Ficou acertado, em ata, que a comunidade do Lobisomem morrerá de pé, nas proximidades do Açude da Bomba, perfilada e cantando o hino nacional
25/11/2012 às 19:25

 Do alto dos meus 280 anos de idade nada mais me surpreende neste planeta de meu Deus, muito menos que o mundo vai se acabar no próximo dia 12, segundo profecia do calendário Maia.


   Um parente meu do ramo dos colberzões, da Feira, até sugeriu que narrasse a minha participação num baby-bode que aconteceu em Busca-Vida para um ex-figurão da República, este sim um fim de mundo para contestadores da Justiça, mas, como lá não estive e seco minha pança a espera do rega-bode de João Banha, reuni foi meu conselho comunitário aqui do Bairro do Oseás, onde moro, para analisar qual será nosso comportamento diante dessa enorme bola de fogo que porá fim ao mundo.

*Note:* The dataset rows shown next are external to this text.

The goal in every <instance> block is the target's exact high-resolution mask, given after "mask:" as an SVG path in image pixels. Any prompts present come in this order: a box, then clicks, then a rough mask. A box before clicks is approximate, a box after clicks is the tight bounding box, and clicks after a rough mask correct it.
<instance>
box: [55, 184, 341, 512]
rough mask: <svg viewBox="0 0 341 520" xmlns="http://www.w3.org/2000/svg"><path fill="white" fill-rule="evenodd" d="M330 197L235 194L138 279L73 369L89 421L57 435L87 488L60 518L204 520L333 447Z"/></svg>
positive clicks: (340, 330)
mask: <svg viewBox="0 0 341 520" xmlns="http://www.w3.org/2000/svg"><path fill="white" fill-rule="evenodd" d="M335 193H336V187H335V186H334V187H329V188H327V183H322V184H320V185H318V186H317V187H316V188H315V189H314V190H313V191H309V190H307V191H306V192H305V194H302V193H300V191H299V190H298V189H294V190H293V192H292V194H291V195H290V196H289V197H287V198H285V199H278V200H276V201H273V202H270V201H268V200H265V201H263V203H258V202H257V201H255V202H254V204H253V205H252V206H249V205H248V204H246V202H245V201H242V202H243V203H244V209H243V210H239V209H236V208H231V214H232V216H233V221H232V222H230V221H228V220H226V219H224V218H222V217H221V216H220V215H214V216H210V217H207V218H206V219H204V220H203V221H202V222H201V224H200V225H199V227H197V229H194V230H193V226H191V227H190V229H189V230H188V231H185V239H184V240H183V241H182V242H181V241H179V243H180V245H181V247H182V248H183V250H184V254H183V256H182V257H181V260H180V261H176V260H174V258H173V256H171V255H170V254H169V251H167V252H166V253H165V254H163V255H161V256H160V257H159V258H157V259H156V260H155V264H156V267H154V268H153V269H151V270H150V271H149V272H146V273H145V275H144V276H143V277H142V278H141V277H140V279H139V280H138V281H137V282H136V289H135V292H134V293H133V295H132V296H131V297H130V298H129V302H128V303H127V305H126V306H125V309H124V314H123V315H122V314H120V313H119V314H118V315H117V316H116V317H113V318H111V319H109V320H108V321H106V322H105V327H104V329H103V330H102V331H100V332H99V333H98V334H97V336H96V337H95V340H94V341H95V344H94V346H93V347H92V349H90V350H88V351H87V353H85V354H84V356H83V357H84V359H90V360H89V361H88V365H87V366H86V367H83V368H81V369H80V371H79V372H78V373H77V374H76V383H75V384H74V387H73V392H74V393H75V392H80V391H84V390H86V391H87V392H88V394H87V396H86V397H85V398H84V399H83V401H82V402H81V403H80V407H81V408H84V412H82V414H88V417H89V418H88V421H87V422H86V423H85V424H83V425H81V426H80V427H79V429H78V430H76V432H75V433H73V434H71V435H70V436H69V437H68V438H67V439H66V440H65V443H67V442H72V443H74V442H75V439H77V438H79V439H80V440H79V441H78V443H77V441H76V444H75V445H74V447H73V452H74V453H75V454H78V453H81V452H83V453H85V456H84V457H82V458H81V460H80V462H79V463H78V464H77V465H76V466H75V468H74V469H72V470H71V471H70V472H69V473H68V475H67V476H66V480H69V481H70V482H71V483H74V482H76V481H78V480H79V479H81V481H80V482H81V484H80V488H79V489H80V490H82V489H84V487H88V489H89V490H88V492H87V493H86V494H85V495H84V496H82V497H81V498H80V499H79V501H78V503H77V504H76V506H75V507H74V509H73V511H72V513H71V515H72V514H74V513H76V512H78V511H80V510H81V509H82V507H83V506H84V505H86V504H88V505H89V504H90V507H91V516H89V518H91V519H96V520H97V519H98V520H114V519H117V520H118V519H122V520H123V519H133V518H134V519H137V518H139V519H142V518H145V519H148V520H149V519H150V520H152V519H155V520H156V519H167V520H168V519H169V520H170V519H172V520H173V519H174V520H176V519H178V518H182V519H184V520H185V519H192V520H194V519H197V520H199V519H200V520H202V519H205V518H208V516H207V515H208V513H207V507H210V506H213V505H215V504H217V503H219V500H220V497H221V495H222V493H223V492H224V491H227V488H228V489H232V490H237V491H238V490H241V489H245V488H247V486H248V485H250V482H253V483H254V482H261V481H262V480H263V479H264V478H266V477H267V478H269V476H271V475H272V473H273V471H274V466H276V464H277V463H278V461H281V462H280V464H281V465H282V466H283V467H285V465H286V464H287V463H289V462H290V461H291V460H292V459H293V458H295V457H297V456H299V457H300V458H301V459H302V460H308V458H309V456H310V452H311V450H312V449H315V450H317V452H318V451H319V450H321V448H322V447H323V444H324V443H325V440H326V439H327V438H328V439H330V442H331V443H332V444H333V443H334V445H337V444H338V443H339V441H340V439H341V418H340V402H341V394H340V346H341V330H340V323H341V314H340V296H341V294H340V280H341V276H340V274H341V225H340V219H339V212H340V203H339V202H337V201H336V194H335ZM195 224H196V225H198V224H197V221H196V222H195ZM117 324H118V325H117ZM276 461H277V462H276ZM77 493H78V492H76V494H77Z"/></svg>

   Assim dito, convoquei os conselheiros espirituais, dona Suzana do Detran, da área católica; dona Celeste dos Queiroz, da ala espírita; o babalorixá Sílvio Cachoeira, do segmento candomblezeiro; Nezinho crente, do ramo evangélico, e mais outros membros da nossa comunidade, o vereador Reizinho, o empresário Alírio Vermelho, dona Antônia licorista, dona Aninha de Sêo Zipriano, Sêo Teco do boteco da Bela Vista, Dr Poró, Sêo Dôia da Loja, representando o CDL, Sêo Expedito da farinha, do ramo do agronegócio, a professora Claudenita, a dotora Isani Moares, o juiz de linha Melvar, Merreu, representando a área do bicho, e gente da minha raça, um lapão do Quijingue, um penedão doTracupá, um pinhão do João Vieira e um matão do Barreiro pra que a gente tomasse uma posição.

  Diria que a reunião, como citam os politicos, foi "bastante proveitosa" e só não foi melhor porque dona Antônia sapecou a servir licor de jenipapo aos convivas o que alterou alguns pronunciamentos, mormente de Alírio Vermelho, o qual disse que não tinha medo algum dessa bola de fogo e que ele comeria a dita frita feito passarinha, ato que levou a beata Suzana a se benzer umas dez vezes e até ameaçar se retirar do encontro, só não o fazendo porque usei de minha autoridade, toquei aquela sineta que estava sobre a cabeceira da mesa e pedi calma.

   E foi a dona Suzana que emendou a conversa e falou que a comunidade tinha mais era que esperar o fim do mundo de joelhos, todo mundo ajoelhado e pedindo perdão a Deus por seus pecados, porque ela tava certa de que, de fato, dia 12 não ficará ninguém sobre a terra, diante de tanta incúria, diante de tanta falsidade e roubalheira que está acontecendo.

   Foi então que dona Celeste interveio e disse que ninguém iria morrer, mas, passar para uma outra etapa da vida, num outro astral espiritual, desencarnando assim da terra e experimentando novas vivências atmosférias e ambientalistas.

   - Peraí! - apartou Cachoeira - a senhora está parecendo Gilberto Gil com esse palavreado. No máximo concordo é que se o homem veio da natureza, assim reza minha religião, e tem que voltar para a natureza. "Somos todos água, planta, pedra e fogo", asseverou.

   - Eu não gosto do fogo. Arde muito. Queima. É muito doloroso. Prefiro a água e se é pra gente voltar pra natureza devemos esperar esse fim na beira do açude da Bomba porque aí vai ser menos sufocante, comentou Dr Poró solicitando mais uma dose de licor a dona Antônia, a qual falava no ouvido de dona Aninha, "Ô povo que bebe".

   - Concordo arrematou o lapão do Quijingue. Se é pra isso, o que acredito que vá ocorrer, porque essa seca já matou a metade dos bichos e até de gente, vamos todos a Bomba.

   - Mas, não como quer dona Suzana. Se é pra morrer vamos fazê-lo de pé, de cabeça erguida, mostrando o nosso valor, arrematou Teco.
 
   Concluída a reunião, ata produzida pelo crente Nezinho, todo mundo presente assinando embaixo, alguns em lágrimas, ficou decido o seguinte: que nossa comunidade vai esperar o fim do mundo à beira do açude da Bomba, de pé, perfilada junto à bandeira nacional, sem choro e sem vela. 

   No máximo, servindo um licorzinho de dona Antônia.

  Quando dona Antônia foi assinar a ata que leu esse detalhe, arrepiou: - Não assino. Oxé como é que vou vender meu estoque no São João do próximo ano?

   Balbúrbia geral no ambiente, disse-me-disse, aí toquei a sineta mais uma vez e dei por encerrada a reunião.